We’ve reached the end of summer – that warm, relaxing season when students and teachers take some well-deserved time off. But for those of us in K-12 school construction, summertime is anything but slow-paced.

As soon as that final bell rings on the last day of school, we swoop in to begin what we call the “summer jam jobs” – the renovation and improvement assignments that we squeeze into the precious days and weeks when the hallways are empty and our work doesn’t disrupt the important business of education.

Now that classes are back in session in most of the districts where VPCS in engaged, I can take a minute to reflect on the changing realities of summertime school construction work.

When I first got started in this industry, summer breaks lasted as long as three months. Campuses emptied out in early June and kids didn’t typically return until after Labor Day. We sometimes had the luxury of 12 weeks to get things done. Now, we’re lucky if we get eight or nine.

This is a trend that’s happening all around the country.

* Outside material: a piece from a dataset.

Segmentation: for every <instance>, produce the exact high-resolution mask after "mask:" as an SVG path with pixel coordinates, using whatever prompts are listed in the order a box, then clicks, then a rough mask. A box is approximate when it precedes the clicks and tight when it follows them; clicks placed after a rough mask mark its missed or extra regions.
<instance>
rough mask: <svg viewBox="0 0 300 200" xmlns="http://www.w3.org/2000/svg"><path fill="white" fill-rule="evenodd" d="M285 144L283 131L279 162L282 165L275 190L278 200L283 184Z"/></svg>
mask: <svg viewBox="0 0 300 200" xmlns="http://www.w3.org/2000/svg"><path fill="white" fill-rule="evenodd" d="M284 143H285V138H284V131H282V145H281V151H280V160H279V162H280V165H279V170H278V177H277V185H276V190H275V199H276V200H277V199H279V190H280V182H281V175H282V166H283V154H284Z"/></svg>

Districts are building more breaks into the academic year (including the now-common mid-winter week off in February), pulling from the summer schedule to make up the difference. Some experts also argue that shortened summer vacations help protect against the “brain drain” that kids experience while away from the school routine for months at a time.

But back to VPCS and the summer jam …

However long the summer break, it’s our job to get in, do the work (and do it well), and get out before kids return in the fall. In advance, we do our pre-construction planning – gathering district requirements, creating detailed budgets, developing schedules, assigning the contractors and subs, and fielding requests from teachers and other end users.

Then comes the start of summer, when the first order of business is helping teachers clear out their rooms. Our orchestrated move plan simplifies the process while keeping room contents organized – yes, even for teachers who have been in their classrooms for years. (We also respect the fact that teachers, too, are eager to begin their vacations, so this phase is quick!)

And with that, we’re off and running. Materials and laborers are at the ready; everyone and everything is where it needs to be; it’s time to get to work. Then, in the final few days of the season, you’ll find us cleaning up, training janitorial staff on new systems, moving furniture back in, performing punch list touch-ups, and doing anything else that supports the teachers and district personnel in their efforts to prep for their students’ return.

Even after all my years in this industry, I still find it amazing to watch all that can happen in a relatively short amount of time.

There’s also a very important component of our job that isn’t built into any of these frenzied schedules, and it might be one of the most valuable things we bring to any job: teacher TLC. We consider it part of our responsibility to reassure teachers that their rooms and tools will, in fact, come back together by the time we’re done. We respect the sanctity of their workspaces, whether they’ve spent a year or a career in their classrooms. Still, the tightened summer schedules means we’re often working right up to the point when their students return. To help alleviate some of the chaos for teachers, we frequently give gift cards they can redeem for extra supplies to help outfit their newly improved rooms.

And just as the back-to-school activity is beginning to build, we are packing up to go. Autumn, relatively speaking, is a quieter season for our K-12 work. It’s when we can look back at our summer jam jobs, both to take pride in our accomplishments and to assess what we might be able to do even better next year.

Whatever the assignments, wherever the schools, districts can count on one thing as VPCS marches toward first-day-of-school deadlines: we will do whatever it takes to get the job done.